A lease option is an alternative solution for buying a house. This strategy is often offered through property owners and real estate investors as a way to obtain current market value for their property and to generate positive cash flow throughout the duration of the lease contract.

Entering into a lease option requires careful consideration. Buyers should consult with a lawyer to determine if this type of real estate contract is legal within their state of residence. It is always best to have contracts executed by attorneys. At the very least contracts should be reviewed to ensure they contain appropriate legalese and will hold up in court if necessary.

At minimum, lease purchase option agreements should include the purchase amount, installment payments and due dates, rate of interest, amount of money contributed toward the purchase price, maturity date, and default clause.

Lease-to-own contracts can be the perfect solution for individuals with less than perfect credit or those unable to provide sufficient down payments to qualify for bank financing. Instead, buyers provide ‘option’ money to the seller to secure the property and prevent sellers from placing it on the market.

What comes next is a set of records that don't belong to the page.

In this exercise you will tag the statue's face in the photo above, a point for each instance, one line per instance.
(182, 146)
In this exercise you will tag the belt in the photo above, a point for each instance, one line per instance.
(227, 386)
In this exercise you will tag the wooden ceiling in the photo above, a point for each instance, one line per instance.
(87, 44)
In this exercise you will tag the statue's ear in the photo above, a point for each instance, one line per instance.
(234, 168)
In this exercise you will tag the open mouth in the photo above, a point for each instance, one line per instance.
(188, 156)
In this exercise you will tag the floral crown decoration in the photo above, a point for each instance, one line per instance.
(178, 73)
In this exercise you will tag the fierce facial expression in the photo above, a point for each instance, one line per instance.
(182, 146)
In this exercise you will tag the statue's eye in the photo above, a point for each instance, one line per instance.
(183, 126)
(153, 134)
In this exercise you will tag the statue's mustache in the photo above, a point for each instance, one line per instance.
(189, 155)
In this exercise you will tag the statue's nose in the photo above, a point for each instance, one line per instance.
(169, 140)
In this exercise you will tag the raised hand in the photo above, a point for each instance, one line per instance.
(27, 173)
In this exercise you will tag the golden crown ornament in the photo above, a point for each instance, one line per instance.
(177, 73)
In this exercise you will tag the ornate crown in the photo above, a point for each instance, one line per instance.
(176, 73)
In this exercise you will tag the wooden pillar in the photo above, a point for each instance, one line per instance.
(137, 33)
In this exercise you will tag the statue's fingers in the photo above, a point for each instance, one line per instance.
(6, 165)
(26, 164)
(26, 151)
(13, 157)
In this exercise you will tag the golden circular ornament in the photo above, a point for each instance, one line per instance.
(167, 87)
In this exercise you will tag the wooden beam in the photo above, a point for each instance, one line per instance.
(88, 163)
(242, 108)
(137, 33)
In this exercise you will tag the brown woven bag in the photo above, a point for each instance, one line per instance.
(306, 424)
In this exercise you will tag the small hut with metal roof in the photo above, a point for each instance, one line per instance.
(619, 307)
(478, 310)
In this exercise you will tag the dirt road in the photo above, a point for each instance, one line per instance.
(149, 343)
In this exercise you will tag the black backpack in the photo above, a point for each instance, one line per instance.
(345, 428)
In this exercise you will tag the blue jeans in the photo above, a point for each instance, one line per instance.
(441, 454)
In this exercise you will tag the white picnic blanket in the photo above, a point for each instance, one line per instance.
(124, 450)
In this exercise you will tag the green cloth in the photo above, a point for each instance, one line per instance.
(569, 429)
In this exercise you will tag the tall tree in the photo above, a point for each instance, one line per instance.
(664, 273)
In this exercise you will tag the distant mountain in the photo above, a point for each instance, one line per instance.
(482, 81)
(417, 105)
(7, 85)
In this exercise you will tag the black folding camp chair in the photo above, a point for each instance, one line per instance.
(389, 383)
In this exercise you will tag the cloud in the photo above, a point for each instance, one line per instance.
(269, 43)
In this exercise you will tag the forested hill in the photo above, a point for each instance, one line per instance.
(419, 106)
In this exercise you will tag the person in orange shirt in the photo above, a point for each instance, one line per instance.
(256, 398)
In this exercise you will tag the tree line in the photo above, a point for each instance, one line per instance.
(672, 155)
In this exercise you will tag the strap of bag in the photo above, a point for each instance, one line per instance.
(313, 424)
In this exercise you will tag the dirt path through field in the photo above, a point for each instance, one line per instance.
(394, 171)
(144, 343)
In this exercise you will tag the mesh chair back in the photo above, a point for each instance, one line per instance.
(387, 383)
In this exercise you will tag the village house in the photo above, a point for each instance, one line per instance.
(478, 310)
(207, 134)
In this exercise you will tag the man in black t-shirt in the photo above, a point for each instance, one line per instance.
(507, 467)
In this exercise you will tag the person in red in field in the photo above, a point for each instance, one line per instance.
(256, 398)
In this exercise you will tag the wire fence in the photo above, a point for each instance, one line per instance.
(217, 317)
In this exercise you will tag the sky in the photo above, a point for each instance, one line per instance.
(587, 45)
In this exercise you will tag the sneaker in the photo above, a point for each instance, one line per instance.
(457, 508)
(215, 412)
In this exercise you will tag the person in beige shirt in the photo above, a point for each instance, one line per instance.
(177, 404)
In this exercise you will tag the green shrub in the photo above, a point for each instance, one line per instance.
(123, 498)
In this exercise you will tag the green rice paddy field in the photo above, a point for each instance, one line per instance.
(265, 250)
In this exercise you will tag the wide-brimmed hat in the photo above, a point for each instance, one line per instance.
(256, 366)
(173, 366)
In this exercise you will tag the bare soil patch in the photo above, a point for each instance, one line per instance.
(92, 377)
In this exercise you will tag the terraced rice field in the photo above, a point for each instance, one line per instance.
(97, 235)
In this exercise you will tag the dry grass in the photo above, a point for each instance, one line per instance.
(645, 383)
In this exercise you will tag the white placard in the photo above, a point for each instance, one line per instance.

Contracts are normally in place for a year or two and grant buyers time to rebuild credit. Buyers must strive to improve FICO scores to qualify for bank financing when contracts expire; otherwise they could lose vested funds or be sued for breach of contract.

Dependent on the type of lease agreement, contracts may also include a provision that allows buyers to bow-out of the purchase upon maturity date. Some states hold buyers legally responsible for purchase. Others allow sellers to retain option money and all funds designated for the purchase. Nearly all include a penalty if buyers default on contract terms. Penalties usually require buyers to remit lump sum payment to the seller.

Lease options can provide considerable flexibility as long as they comply with state law. Sellers can either lock-in the purchase price within the contract or require buyers to pay market value when the contract expires.

Once advantage of lease options is they allow buyers to have a portion of monthly rental money contributed toward the purchase price. This amount is usually between 10- and 25-percent, but will vary depending on the seller. If the monthly rent is RM1000 and sellers contribute 25-percent the buyer receives a purchase credit of RM250 per month.

One a lease option has been signed and notarized neither party can sell or rent the home without authorization from the other party. Tenants are prohibited from transferring lease agreements or renting the house to another tenant without written consent from the seller. Property owners are prohibited from selling the house unless tenants default on contract terms and provided with legal notice of default.

Prior to engaging in lease options it is crucial for buyers to engage in due diligence. This should include searching public records to ensure sellers have not entered into foreclosure, as well as obtaining property inspections and appraisals.

Sadly, mortgage fraud is rampant, so it is imperative for buyers to investigate sellers and verify they own the property and have the right to enter into a lease option. Taking time to investigate the seller and property can minimize risks and ensure a smooth transaction.